Seckt, who works in medical research sales at Texas Medical Center, said the equipment at the 6,000-square-foot center Canine Health Institute equals anything she’s seen for people. “I'd take my mom there!” she said.
Her dog Homer has been visiting the center twice a week for the past three weeks, working out on an underwater treadmill. The treadmill is housed in a tank that fills to just below the dog's belly. As the treadmill starts to roll, staff hold a ball in front of Homer. “He starts trying to go for the ball, so he starts walking,” Seckt said. “It’s pretty fun.”
On his first visit, Homer walked the treadmill for two minutes; now he’s up to 12-1/2 minutes, and Seckt spied him the other day in her yard playfully chasing another of her dogs.
As a participant in the center’s warm-up, Homer has received the therapy for free. But Seckt said she is prepared to pay to continue. “The progress I’ve seen, it’s priceless,” she said.
That will come as good news to Jeffrey Kozak, who acknowledged that the center is debuting at a less-than-ideal time. “The economy is bad right now, and we’re kind of wondering how that’s going to affect us,” he said.
The approaches they offer span a gamut from acupuncture and chiropractic therapy to experimental stem-cell treatments.
Prices will vary accordingly. On the less-expensive side, Jeffrey Kozak said, an initial visit and treatment for physical therapy might run $150, with sessions on an underwater treadmill going for $45 per visit. A steroid injection that could alleviate pain for months at a time might go for $300, including pre-treatment imaging and sedation. At the high end are stem cell treatments, in which a patient’s own fat cells are used to generate stem cells that are then injected into his or her arthritic joints. Kozak said deriving the cells alone, a patented process performed by a California laboratory, costs $1,300.
Imaging is available for cats, too. Kozak said the other services may be extended to cats eventually, but they want to get it right in dogs first.
In suburban Houston about 40 miles from the city, Dr. Rick Wall is the nearest veterinarian to the Canine Health Institute offering a combination of pain management and rehabilitation.

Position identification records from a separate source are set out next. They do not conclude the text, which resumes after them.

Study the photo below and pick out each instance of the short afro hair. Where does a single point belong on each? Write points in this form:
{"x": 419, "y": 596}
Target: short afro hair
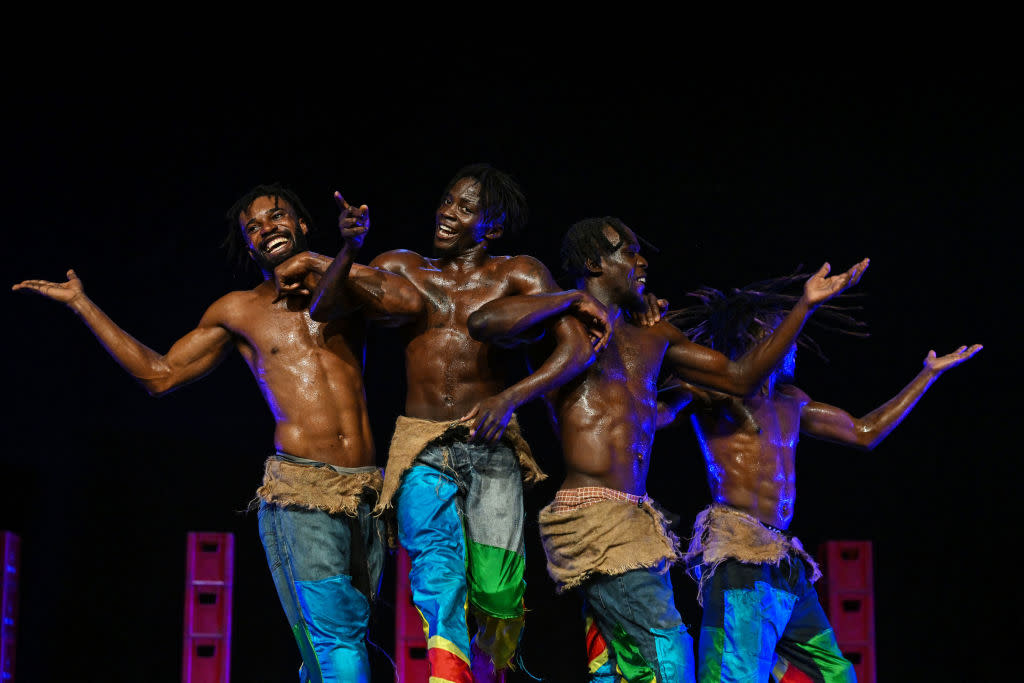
{"x": 502, "y": 201}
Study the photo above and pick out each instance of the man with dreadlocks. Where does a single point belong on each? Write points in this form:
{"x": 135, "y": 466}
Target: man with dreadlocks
{"x": 458, "y": 460}
{"x": 602, "y": 534}
{"x": 761, "y": 614}
{"x": 325, "y": 548}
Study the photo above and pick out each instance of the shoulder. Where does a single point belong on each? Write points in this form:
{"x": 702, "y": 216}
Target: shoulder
{"x": 526, "y": 272}
{"x": 397, "y": 258}
{"x": 238, "y": 305}
{"x": 794, "y": 392}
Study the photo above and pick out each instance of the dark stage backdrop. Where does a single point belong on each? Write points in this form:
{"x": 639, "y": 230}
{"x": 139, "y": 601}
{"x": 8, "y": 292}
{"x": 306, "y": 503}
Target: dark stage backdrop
{"x": 733, "y": 177}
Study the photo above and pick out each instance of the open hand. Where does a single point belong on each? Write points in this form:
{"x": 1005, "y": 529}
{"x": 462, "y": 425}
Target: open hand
{"x": 62, "y": 292}
{"x": 594, "y": 315}
{"x": 491, "y": 418}
{"x": 819, "y": 287}
{"x": 352, "y": 221}
{"x": 651, "y": 311}
{"x": 297, "y": 275}
{"x": 943, "y": 363}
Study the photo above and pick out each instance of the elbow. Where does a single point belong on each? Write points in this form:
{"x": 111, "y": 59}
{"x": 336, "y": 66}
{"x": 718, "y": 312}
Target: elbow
{"x": 478, "y": 325}
{"x": 156, "y": 389}
{"x": 867, "y": 438}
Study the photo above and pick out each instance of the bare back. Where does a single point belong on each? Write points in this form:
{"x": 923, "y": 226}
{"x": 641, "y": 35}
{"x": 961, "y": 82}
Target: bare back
{"x": 309, "y": 373}
{"x": 448, "y": 372}
{"x": 750, "y": 449}
{"x": 607, "y": 416}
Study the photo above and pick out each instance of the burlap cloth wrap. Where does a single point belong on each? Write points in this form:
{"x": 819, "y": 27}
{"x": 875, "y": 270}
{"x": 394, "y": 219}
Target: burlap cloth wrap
{"x": 721, "y": 532}
{"x": 412, "y": 435}
{"x": 293, "y": 484}
{"x": 609, "y": 538}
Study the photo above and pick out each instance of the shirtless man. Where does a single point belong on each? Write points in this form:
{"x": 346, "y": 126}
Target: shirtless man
{"x": 601, "y": 532}
{"x": 745, "y": 561}
{"x": 458, "y": 460}
{"x": 324, "y": 547}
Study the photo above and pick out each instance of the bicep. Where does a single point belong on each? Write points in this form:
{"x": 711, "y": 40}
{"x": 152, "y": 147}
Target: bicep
{"x": 200, "y": 350}
{"x": 829, "y": 423}
{"x": 699, "y": 365}
{"x": 528, "y": 275}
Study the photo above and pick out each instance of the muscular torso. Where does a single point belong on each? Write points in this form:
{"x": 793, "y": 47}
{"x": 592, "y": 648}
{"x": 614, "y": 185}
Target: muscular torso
{"x": 310, "y": 375}
{"x": 606, "y": 417}
{"x": 446, "y": 371}
{"x": 751, "y": 470}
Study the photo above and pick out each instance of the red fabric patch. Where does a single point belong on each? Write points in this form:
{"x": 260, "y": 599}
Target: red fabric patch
{"x": 449, "y": 667}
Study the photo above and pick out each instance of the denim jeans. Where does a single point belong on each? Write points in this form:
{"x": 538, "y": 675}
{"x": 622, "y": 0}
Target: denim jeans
{"x": 636, "y": 615}
{"x": 756, "y": 613}
{"x": 309, "y": 555}
{"x": 460, "y": 512}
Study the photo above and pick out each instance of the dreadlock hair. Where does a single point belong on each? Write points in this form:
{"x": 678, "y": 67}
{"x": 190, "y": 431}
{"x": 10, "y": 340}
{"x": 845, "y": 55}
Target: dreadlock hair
{"x": 585, "y": 243}
{"x": 732, "y": 323}
{"x": 238, "y": 251}
{"x": 501, "y": 199}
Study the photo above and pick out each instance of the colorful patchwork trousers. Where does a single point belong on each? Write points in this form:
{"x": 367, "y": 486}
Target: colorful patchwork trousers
{"x": 310, "y": 554}
{"x": 763, "y": 619}
{"x": 460, "y": 511}
{"x": 634, "y": 631}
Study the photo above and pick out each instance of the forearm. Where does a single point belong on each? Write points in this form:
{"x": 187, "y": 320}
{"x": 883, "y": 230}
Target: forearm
{"x": 571, "y": 355}
{"x": 875, "y": 426}
{"x": 146, "y": 366}
{"x": 514, "y": 316}
{"x": 750, "y": 371}
{"x": 331, "y": 297}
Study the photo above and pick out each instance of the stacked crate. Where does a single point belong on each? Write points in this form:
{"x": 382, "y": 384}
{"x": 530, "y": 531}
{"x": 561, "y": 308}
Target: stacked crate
{"x": 206, "y": 653}
{"x": 847, "y": 593}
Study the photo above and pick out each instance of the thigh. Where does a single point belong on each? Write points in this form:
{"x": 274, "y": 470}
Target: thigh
{"x": 745, "y": 610}
{"x": 495, "y": 497}
{"x": 809, "y": 643}
{"x": 314, "y": 544}
{"x": 636, "y": 613}
{"x": 495, "y": 539}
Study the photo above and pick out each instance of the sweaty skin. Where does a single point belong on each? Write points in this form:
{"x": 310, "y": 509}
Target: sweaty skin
{"x": 309, "y": 373}
{"x": 607, "y": 416}
{"x": 751, "y": 464}
{"x": 450, "y": 375}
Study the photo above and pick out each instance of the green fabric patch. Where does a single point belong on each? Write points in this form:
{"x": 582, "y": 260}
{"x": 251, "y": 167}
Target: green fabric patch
{"x": 710, "y": 650}
{"x": 630, "y": 663}
{"x": 496, "y": 584}
{"x": 307, "y": 652}
{"x": 828, "y": 658}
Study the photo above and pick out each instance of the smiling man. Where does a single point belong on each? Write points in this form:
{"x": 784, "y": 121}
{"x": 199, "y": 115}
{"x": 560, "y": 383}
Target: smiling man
{"x": 602, "y": 534}
{"x": 458, "y": 460}
{"x": 325, "y": 548}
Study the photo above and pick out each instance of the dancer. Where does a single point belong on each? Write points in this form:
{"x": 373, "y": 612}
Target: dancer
{"x": 602, "y": 534}
{"x": 325, "y": 549}
{"x": 761, "y": 613}
{"x": 458, "y": 459}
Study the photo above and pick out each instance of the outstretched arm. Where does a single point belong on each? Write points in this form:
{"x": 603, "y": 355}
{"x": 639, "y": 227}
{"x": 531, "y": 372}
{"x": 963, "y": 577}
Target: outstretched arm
{"x": 834, "y": 424}
{"x": 523, "y": 318}
{"x": 705, "y": 367}
{"x": 189, "y": 358}
{"x": 380, "y": 295}
{"x": 572, "y": 354}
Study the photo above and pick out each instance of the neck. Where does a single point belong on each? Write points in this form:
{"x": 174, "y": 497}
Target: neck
{"x": 468, "y": 259}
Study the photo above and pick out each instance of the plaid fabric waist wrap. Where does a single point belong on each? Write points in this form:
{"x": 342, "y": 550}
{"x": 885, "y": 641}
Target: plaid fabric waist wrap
{"x": 574, "y": 499}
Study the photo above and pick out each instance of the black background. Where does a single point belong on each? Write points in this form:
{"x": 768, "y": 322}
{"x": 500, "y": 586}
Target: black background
{"x": 123, "y": 171}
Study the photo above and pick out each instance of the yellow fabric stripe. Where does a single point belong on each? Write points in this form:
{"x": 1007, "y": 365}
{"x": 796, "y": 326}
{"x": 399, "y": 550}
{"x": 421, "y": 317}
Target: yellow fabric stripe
{"x": 443, "y": 643}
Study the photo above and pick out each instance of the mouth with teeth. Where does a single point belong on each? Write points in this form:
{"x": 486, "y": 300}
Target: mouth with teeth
{"x": 443, "y": 233}
{"x": 276, "y": 244}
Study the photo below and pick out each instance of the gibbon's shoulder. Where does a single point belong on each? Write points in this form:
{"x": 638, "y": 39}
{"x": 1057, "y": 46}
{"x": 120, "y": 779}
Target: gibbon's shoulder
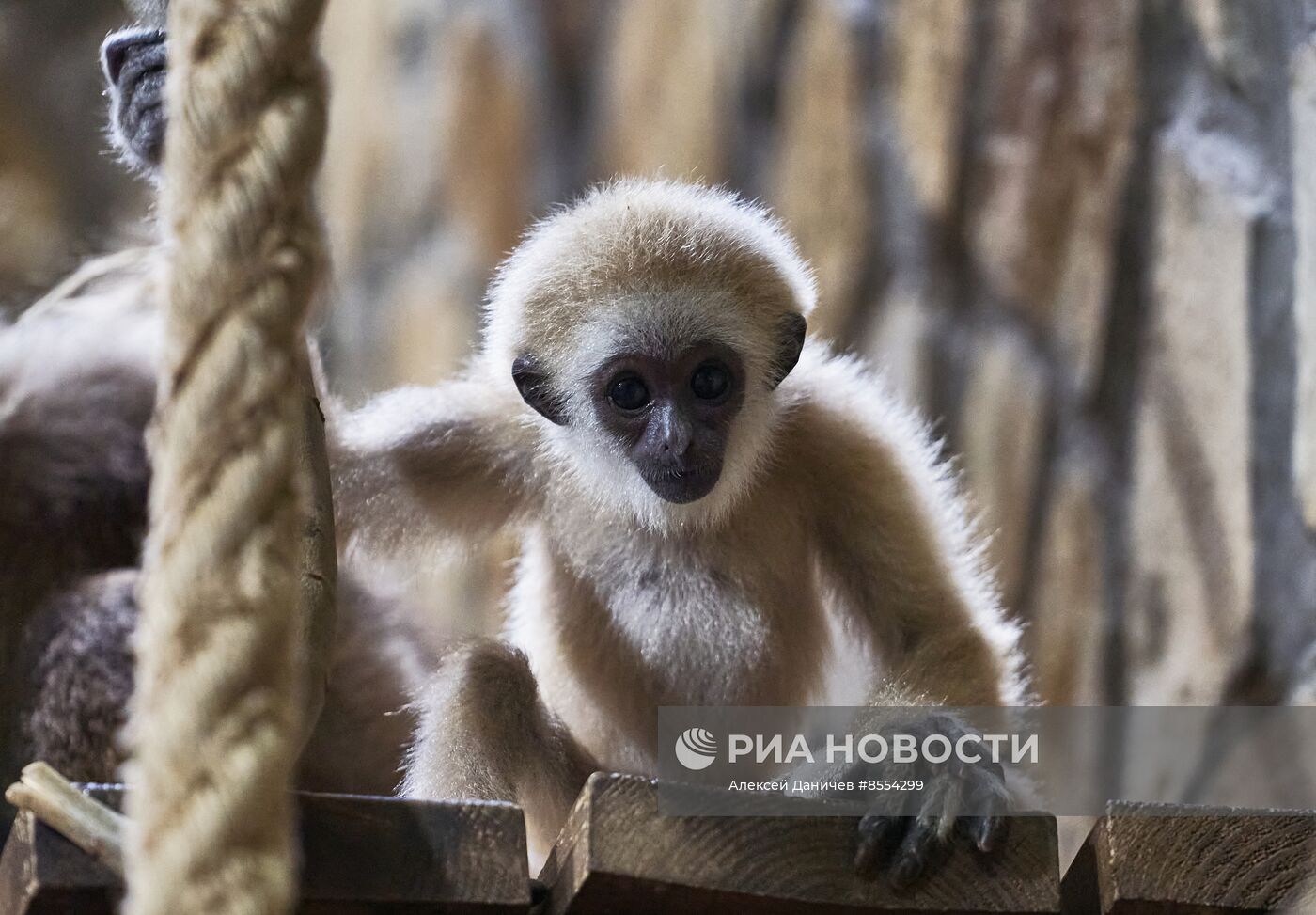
{"x": 832, "y": 395}
{"x": 848, "y": 430}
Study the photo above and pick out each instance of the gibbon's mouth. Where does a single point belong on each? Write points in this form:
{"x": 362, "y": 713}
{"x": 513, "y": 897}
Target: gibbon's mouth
{"x": 682, "y": 486}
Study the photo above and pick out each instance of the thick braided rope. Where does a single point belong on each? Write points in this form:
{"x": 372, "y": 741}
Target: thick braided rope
{"x": 214, "y": 719}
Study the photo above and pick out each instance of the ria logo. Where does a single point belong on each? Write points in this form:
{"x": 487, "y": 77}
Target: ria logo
{"x": 697, "y": 748}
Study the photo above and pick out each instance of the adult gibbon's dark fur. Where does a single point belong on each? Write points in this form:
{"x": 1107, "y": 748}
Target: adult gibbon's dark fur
{"x": 76, "y": 391}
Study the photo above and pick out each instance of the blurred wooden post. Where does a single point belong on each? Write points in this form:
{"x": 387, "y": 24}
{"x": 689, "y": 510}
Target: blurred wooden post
{"x": 1162, "y": 859}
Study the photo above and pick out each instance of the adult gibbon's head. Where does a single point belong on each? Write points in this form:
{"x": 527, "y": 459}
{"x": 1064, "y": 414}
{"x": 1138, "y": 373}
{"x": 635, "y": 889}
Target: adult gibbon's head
{"x": 651, "y": 323}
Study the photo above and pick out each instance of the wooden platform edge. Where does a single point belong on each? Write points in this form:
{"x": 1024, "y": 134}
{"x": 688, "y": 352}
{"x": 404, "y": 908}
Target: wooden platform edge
{"x": 619, "y": 852}
{"x": 1142, "y": 859}
{"x": 355, "y": 851}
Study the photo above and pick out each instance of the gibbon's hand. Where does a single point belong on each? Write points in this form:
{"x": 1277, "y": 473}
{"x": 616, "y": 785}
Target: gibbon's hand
{"x": 958, "y": 798}
{"x": 134, "y": 62}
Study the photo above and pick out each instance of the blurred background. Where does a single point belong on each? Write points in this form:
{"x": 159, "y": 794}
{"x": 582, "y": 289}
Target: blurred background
{"x": 1079, "y": 233}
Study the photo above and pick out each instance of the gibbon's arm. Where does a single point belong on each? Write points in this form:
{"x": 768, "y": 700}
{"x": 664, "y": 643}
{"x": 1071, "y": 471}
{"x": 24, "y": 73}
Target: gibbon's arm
{"x": 895, "y": 544}
{"x": 453, "y": 461}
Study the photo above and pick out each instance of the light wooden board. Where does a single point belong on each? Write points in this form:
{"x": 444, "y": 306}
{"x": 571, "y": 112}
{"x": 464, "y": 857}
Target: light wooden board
{"x": 620, "y": 853}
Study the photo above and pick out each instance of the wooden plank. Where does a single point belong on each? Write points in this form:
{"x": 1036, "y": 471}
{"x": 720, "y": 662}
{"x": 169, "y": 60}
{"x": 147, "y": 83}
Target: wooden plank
{"x": 384, "y": 856}
{"x": 620, "y": 853}
{"x": 1162, "y": 859}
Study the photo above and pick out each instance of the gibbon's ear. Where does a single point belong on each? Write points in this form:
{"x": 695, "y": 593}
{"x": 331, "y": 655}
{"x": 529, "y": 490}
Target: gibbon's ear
{"x": 787, "y": 351}
{"x": 537, "y": 391}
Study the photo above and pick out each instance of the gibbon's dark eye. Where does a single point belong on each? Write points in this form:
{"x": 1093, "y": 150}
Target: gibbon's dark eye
{"x": 711, "y": 381}
{"x": 628, "y": 392}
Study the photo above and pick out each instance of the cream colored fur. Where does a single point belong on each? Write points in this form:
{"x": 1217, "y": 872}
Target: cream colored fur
{"x": 833, "y": 509}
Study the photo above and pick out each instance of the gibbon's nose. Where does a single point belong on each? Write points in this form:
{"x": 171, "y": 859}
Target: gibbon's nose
{"x": 674, "y": 434}
{"x": 114, "y": 53}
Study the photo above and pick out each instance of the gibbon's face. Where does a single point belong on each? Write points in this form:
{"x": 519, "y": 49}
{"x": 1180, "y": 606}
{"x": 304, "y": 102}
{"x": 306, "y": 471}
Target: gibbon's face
{"x": 671, "y": 415}
{"x": 683, "y": 401}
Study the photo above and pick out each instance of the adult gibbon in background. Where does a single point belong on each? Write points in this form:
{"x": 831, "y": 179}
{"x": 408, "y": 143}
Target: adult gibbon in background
{"x": 697, "y": 490}
{"x": 76, "y": 391}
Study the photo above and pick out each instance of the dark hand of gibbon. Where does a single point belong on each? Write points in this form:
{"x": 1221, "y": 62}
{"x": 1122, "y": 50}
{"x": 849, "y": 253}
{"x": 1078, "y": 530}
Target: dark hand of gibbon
{"x": 134, "y": 66}
{"x": 960, "y": 799}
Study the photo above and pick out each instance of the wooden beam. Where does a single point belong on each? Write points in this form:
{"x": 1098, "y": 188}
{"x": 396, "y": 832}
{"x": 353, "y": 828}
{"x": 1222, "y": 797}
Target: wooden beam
{"x": 1162, "y": 859}
{"x": 361, "y": 855}
{"x": 620, "y": 853}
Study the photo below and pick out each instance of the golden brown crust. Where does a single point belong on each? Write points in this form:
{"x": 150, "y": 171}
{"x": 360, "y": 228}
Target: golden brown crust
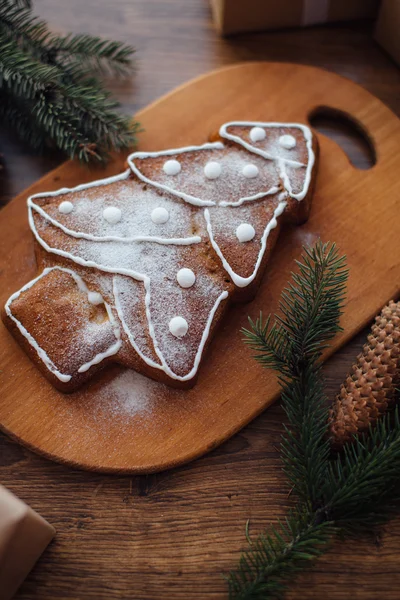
{"x": 54, "y": 310}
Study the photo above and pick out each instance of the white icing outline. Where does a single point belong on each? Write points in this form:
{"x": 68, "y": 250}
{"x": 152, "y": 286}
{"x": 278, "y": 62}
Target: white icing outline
{"x": 40, "y": 352}
{"x": 238, "y": 280}
{"x": 281, "y": 161}
{"x": 270, "y": 192}
{"x": 146, "y": 281}
{"x": 188, "y": 197}
{"x": 164, "y": 366}
{"x": 107, "y": 238}
{"x": 118, "y": 308}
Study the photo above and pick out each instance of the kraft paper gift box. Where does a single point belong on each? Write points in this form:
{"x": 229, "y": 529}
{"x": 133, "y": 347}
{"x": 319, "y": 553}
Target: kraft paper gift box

Wall said that although the institute potentially is a competitor, he expects to collaborate, as well.
“Pain management and rehabilitation is a new discipline in veterinary medicine,” he said. “There are no formal residency programs for that. ... If I look at them strictly as competition, it’s not going to do the discipline any good.
“They have a capability with their imaging to do things that I can’t do right now,” Wall said. “...So it would benefit us, if I can share experiences and they can share equipment, to (work together to) expand the knowledge of the veterinary community in Houston.”
The founders said they would like to see the institute become a model in veterinary medicine but their chief goal simply is to help dogs. “They’re our buddies. They’re our best friends,” said Vickey Kozak. “They’re becoming more and more so like family members. If we can help them age with a better quality of life, let’s do it.”